The Web Dashboard centralizes scans, score trends, and branded compliance PDF downloads. The CLI, published as the middlebrick npm package, enables scripting and local execution with JSON or text output. A GitHub Action acts as a CI/CD gate, failing builds when the score drops below a configurable threshold. An MCP server allows scanning from AI coding assistants such as Claude and Cursor, and a programmatic API supports custom integrations. Continuous monitoring in Pro tier includes scheduled rescans every 6 hours, daily, weekly, or monthly, diff detection across scans, hourly-rate-limited email alerts, HMAC-SHA256 signed webhooks with auto-disable after 5 consecutive failures, and integrations with Slack and Teams.

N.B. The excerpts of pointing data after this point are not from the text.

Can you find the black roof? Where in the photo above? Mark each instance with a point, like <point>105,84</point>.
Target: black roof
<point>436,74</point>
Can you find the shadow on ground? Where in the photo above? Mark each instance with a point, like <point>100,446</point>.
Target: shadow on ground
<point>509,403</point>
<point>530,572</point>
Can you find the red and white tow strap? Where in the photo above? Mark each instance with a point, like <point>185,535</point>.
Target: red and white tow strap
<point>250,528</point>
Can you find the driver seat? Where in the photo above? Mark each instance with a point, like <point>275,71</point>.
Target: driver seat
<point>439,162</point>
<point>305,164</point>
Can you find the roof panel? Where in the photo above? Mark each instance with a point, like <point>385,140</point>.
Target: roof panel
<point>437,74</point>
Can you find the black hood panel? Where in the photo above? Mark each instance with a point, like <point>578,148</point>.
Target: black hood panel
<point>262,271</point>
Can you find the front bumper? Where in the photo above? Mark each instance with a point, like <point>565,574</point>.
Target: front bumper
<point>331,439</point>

middleBrick is a scanner that detects and reports; it does not fix, patch, block, or remediate findings. It does not perform active SQL injection or command injection testing, which requires intrusive payloads outside scope, nor does it detect business logic vulnerabilities that demand domain understanding. Blind SSRF and other out-of-band infrastructure issues are not in scope, and the tool does not replace a human pentester for high-stakes audits. Safety measures include read-only methods only, blocking private IPs, localhost, and cloud metadata endpoints at multiple layers, and allowing customer data deletion on demand with purges within 30 days of cancellation. No scan data is sold or used for model training.